In January, the 16-member board of directors approached Horton, then their nutrition initiatives director, to serve as acting director while they conducted a nationwide search. They invited Horton, now in her seventh year with Hunger Free Vermont, to submit her own application for the permanent position.
On June 21, out of all the applicants who applied from coast to coast, it was Horton who was chosen.
“I was humbled and honored that after they interviewed many other applicants, that they selected me to lead this amazing organization,” Horton said in an interview last Thursday.
Horton was originally hired almost a decade ago to serve as manager of child nutrition initiatives, before she became the nutrition initiatives director, teaching organizations that help low-income Vermonters how to use federal nutrition assistance programs like 3SquaresVT, Meals on Wheels and WIC.
“We provide training and customized technical assistance to all of those organizations who use those programs correctly and make sure they are getting the broadest possible participation and access,” Horton said. “That’s one of the core things Hunger Free Vermont does.”
As executive director, Horton said she plans to continue working diligently with state government, and helping organizations find ways to provide as much assistance as they can for families struggling with food insecurity.
“We’re the only organization in the state that does what we do,” she said. “We’ve decreased child hunger by 37 percent in the last five years.”
This is largely due to the work Hunger Free Vermont has done to ensure 67 schools throughout the state can provide their students with free meals during their school day, so they can concentrate on their work and not worry about their reputations.
“Fourteen thousand kids now have access to two to three meals a day, depending on the school,” Horton said. “The road to dignity for children is through universal meal programs.”
Moving forward, in addition to expanding reach to other organizations, growing the team, and continuing the fight to provide more schools with universal meals programs, another demographic is in serious need of help from Hunger Free Vermont.
“Older Vermonters, 55 and up, are the only segment where hunger and malnutrition is increasing instead of decreasing,” Horton said. “We’re helping to bring together a statewide coalition to look at this.”

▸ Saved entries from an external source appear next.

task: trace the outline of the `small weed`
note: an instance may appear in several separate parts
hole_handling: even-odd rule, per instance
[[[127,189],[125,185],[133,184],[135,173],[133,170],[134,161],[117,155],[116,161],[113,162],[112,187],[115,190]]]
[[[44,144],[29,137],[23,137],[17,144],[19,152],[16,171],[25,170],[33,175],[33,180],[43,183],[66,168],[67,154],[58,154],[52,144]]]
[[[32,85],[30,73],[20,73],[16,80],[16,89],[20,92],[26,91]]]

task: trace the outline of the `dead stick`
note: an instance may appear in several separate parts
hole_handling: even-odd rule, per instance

Horton said they’re also working with the early-childhood learning community to make child care with high-quality meals more affordable, providing more nutrition education programs for people committed to eating healthfully, and working with the business community to combat hunger in the workplace.
“Hungry and malnourished people can’t contribute to their full potential,” Horton said. “Just like hungry kids can’t concentrate and learn.”

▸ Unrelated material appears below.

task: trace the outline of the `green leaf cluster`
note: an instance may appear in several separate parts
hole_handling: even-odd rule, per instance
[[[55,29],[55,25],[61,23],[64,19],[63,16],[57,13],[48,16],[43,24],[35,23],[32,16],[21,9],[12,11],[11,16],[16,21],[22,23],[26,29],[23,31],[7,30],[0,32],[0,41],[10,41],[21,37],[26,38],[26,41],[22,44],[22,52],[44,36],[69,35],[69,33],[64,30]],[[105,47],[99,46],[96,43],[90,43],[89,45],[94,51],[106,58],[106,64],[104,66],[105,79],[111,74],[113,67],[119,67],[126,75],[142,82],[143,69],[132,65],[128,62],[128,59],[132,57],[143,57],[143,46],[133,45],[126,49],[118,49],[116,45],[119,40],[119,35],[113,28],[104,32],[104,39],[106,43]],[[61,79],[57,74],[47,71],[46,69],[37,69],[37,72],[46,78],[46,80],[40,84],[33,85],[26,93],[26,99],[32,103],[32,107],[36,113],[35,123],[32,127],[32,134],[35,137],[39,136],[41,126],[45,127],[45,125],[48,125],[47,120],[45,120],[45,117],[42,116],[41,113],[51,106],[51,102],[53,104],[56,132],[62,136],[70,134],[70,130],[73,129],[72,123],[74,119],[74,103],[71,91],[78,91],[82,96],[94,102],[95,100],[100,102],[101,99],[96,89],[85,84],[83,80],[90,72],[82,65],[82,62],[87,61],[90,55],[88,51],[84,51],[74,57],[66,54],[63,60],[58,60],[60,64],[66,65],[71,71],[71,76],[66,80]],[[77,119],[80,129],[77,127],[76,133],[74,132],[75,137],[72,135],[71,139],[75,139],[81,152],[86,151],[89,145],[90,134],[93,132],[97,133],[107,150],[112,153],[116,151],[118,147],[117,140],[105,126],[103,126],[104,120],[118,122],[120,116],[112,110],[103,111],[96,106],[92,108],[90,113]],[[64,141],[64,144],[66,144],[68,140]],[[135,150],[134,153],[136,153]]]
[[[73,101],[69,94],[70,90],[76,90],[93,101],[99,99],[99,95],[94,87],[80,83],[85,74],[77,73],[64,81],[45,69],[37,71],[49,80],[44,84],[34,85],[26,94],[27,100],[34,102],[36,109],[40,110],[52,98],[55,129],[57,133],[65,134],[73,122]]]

Before coming to Hunger Free Vermont, Horton didn’t have a background in food, hunger or nutrition, though she understood hunger as a social-justice issue.
“I certainly had a lot to learn,” she said. “The more I’ve learned about hunger and engaged in work to help end hunger, the more clear I’ve become about how foundational nutrition is for addressing all of the other issues that we’re concerned about in Vermonters.”
Hunger affects all socioeconomic facets, from the achievement gap in schools to workforce development, Horton said.
“Hunger is the canary in the coal mine,” she said. “When families start restricting their food budgets, that tells us that family is in economic distress in all areas.”
Hunger Free Vermont’s board chairman Darren Allen welcomed Horton to her new position, saying she has demonstrated a passion for addressing hunger insecurity in her past years, and he is confident in her abilities in her new role.
“Already in her tenure, she has envisioned several ways to make the organization stronger and even more effective in its fierce dedication to ending the injustice of hunger and food insecurity in Vermont,” Allen said in a statement.
Food is necessary for the body to think, move, work and play. “No child is going to be crying on the last day of school because they’re hungry,” Horton said. “We don’t have to be a society that tolerates that.”